The event is 6-7 p.m. on Friday, May 13. It’s free. Register here

Author Martin Case will present an overview of treaties between the U.S. and Indigenous nations. He wrote The Relentless Business of Treaties: How Indigenous Land Became U.S. Property (Minnesota Historical Society Press, 2018). “He’ll discuss the family, business, political, and social interests that drove U.S. expansion across the continent,” a promotional piece said.

“Case is on the design team for Why Treaties Matter, an exhibit of the Smithsonian Museum of the American Indian, the Minnesota Indian Affairs Council, and the Minnesota Humanities Center, on permanent display at the State Capitol.”

Indian Country threatened if the Supreme Court overturns Roe v. Wade

The U.S. Supreme Court is ready to overturn Roe v. Wade, according to draft opinion leaked to the media.

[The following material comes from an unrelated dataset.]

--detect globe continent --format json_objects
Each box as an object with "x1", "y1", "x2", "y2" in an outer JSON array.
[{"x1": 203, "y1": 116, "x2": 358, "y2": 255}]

If the court reverses Roe v. Wade, it would have a particularly deep impact on Indigenous women who already face many barriers to accessing abortion care, according to an Indian Country Today article.

It quotes Rachael Lorenzo, Mescalero Apache and Laguna Pueblo, who has seen access problems firsthand. He is the executive director for Indigenous Women Rising, one of the only Indigenous abortion funds in the country.

“Wealthy, white women, in particular, will always be able to access abortion even after Roe,” he said. “They can go overseas if they needed to, but our people can’t.”

There’s a tragic irony in the Supreme Court’s expected ruling. In the past, the U.S. government brutally eliminated Native women’s opportunities to get pregnant and give birth.

In the 1970s, the Indian Health Service forcibly sterilized or coerced at least 25 percent of Indigenous women, and the number could be higher. In 1976, the U.S. Government Accountability Office discovered that 3,406 [Indian] women were sterilized without their consent, and that 36 were under the age of 21.